[4.19,084/125] btrfs: fix space cache memory leak after transaction abort

From: Filipe Manana <fdmanana@suse.com>

From: Filipe Manana <fdmanana@suse.com>

commit bbc37d6e475eee8ffa2156ec813efc6bbb43c06d upstream.

If a transaction aborts it can cause a memory leak of the pages array of
a block group's io_ctl structure. The following steps explain how that can
happen:

1) Transaction N is committing, currently in state TRANS_STATE_UNBLOCKED
   and it's about to start writing out dirty extent buffers;

2) Transaction N + 1 already started and another task, task A, just called
   btrfs_commit_transaction() on it;

3) Block group B was dirtied (extents allocated from it) by transaction
   N + 1, so when task A calls btrfs_start_dirty_block_groups(), at the
   very beginning of the transaction commit, it starts writeback for the
   block group's space cache by calling btrfs_write_out_cache(), which
   allocates the pages array for the block group's io_ctl with a call to
   io_ctl_init(). Block group A is added to the io_list of transaction
   N + 1 by btrfs_start_dirty_block_groups();

4) While transaction N's commit is writing out the extent buffers, it gets
   an IO error and aborts transaction N, also setting the file system to
   RO mode;

5) Task A has already returned from btrfs_start_dirty_block_groups(), is at
   btrfs_commit_transaction() and has set transaction N + 1 state to
   TRANS_STATE_COMMIT_START. Immediately after that it checks that the
   filesystem was turned to RO mode, due to transaction N's abort, and
   jumps to the "cleanup_transaction" label.

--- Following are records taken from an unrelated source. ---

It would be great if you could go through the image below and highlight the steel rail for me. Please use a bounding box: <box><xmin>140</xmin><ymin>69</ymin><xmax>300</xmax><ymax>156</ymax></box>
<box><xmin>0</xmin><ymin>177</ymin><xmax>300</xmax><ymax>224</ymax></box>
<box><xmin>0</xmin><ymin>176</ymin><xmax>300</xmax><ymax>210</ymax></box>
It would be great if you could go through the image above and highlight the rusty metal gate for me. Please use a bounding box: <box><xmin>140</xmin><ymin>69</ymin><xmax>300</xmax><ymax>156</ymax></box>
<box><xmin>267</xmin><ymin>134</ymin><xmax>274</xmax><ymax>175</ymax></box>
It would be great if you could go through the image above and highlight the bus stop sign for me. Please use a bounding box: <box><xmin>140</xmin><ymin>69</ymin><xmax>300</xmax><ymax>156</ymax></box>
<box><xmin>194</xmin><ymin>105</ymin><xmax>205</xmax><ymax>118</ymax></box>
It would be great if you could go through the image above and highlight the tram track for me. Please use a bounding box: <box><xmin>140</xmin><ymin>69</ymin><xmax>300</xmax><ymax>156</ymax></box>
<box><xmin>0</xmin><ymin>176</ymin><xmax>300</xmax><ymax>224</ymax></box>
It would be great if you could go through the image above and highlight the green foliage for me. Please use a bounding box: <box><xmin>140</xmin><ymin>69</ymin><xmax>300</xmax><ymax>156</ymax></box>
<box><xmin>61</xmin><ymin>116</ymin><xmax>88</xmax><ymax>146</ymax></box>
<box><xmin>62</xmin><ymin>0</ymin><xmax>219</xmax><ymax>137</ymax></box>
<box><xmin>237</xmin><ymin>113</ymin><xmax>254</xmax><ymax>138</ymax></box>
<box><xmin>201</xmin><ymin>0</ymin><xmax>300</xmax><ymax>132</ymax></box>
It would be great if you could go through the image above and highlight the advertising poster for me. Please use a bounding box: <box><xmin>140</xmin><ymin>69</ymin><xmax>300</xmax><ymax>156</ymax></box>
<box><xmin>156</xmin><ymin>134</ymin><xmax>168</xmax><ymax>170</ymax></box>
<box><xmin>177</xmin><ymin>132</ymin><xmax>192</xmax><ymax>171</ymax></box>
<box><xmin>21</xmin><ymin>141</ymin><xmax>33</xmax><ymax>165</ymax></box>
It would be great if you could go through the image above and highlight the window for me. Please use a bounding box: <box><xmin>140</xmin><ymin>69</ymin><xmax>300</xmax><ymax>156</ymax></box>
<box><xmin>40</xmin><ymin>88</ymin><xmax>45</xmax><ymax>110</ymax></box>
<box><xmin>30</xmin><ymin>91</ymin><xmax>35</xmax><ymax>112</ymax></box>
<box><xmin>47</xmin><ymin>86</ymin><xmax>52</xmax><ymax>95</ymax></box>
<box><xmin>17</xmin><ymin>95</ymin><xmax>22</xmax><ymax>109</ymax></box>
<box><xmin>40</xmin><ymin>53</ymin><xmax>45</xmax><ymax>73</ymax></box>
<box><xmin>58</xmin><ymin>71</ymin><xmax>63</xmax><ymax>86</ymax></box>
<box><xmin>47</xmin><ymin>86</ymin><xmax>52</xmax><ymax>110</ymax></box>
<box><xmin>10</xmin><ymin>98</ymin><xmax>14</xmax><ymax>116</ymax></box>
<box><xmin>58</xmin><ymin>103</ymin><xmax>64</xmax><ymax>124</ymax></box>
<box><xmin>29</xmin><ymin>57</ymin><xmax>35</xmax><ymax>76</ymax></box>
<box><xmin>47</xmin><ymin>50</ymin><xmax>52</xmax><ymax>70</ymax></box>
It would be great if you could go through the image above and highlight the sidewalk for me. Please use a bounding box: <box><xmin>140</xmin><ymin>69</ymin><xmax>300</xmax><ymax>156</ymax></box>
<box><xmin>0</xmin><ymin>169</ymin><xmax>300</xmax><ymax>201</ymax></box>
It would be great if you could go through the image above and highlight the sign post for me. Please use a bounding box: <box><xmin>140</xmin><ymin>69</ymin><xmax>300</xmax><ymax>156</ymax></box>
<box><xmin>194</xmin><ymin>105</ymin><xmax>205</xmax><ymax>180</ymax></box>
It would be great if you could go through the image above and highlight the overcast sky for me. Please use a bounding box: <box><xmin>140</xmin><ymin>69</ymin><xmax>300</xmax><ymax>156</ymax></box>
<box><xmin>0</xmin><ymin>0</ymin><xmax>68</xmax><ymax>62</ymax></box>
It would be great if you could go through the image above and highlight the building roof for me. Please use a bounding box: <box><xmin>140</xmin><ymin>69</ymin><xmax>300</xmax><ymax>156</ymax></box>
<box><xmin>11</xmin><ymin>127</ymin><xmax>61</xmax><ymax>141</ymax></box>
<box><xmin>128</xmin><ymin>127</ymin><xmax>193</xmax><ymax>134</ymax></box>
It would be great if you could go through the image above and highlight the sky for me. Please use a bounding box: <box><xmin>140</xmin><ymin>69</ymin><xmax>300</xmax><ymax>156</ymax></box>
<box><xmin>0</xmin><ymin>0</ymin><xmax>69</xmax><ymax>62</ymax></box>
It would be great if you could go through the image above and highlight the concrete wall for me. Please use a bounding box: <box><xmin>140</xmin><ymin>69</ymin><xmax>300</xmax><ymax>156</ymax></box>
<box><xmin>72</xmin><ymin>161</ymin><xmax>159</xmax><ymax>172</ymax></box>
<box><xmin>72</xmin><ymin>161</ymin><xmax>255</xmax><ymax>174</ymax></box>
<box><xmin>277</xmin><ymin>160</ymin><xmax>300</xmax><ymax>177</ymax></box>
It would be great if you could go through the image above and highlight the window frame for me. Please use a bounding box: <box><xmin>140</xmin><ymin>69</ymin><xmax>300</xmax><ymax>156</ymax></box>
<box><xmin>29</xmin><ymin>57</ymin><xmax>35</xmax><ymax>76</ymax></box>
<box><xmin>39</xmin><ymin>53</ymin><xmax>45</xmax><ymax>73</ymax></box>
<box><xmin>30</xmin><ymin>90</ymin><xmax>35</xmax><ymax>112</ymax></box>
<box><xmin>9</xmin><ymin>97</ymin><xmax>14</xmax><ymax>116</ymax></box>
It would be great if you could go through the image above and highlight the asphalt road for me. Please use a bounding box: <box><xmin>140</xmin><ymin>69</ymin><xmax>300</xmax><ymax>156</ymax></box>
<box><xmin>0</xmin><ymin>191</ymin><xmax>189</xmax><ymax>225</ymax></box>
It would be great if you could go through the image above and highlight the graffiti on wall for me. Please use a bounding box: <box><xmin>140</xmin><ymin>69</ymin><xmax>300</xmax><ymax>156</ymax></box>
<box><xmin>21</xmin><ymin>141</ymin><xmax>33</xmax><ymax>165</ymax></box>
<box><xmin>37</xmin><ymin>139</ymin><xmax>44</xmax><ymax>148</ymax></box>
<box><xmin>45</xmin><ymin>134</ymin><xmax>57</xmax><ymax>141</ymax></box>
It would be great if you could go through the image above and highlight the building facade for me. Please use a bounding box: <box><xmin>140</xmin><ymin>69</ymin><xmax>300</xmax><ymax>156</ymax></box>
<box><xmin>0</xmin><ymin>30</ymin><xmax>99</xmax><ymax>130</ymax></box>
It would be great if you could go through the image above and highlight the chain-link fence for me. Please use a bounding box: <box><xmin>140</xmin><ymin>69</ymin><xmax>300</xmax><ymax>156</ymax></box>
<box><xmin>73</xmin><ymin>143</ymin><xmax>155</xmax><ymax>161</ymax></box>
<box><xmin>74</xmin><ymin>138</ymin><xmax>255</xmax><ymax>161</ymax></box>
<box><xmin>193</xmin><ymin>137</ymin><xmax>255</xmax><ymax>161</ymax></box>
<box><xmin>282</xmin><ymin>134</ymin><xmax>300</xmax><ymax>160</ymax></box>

After that we end up at
   btrfs_cleanup_one_transaction() which calls btrfs_cleanup_dirty_bgs().
   That helper finds block group B in the transaction's io_list but it
   never releases the pages array of the block group's io_ctl, resulting in
   a memory leak.

In fact at the point when we are at btrfs_cleanup_dirty_bgs(), the pages
array points to pages that were already released by us at
__btrfs_write_out_cache() through the call to io_ctl_drop_pages(). We end
up freeing the pages array only after waiting for the ordered extent to
complete through btrfs_wait_cache_io(), which calls io_ctl_free() to do
that. But in the transaction abort case we don't wait for the space cache's
ordered extent to complete through a call to btrfs_wait_cache_io(), so
that's why we end up with a memory leak - we wait for the ordered extent
to complete indirectly by shutting down the work queues and waiting for
any jobs in them to complete before returning from close_ctree().

We can solve the leak simply by freeing the pages array right after
releasing the pages (with the call to io_ctl_drop_pages()) at
__btrfs_write_out_cache(), since we will never use it anymore after that
and the pages array points to already released pages at that point, which
is currently not a problem since no one will use it after that, but not a
good practice anyway since it can easily lead to use-after-free issues.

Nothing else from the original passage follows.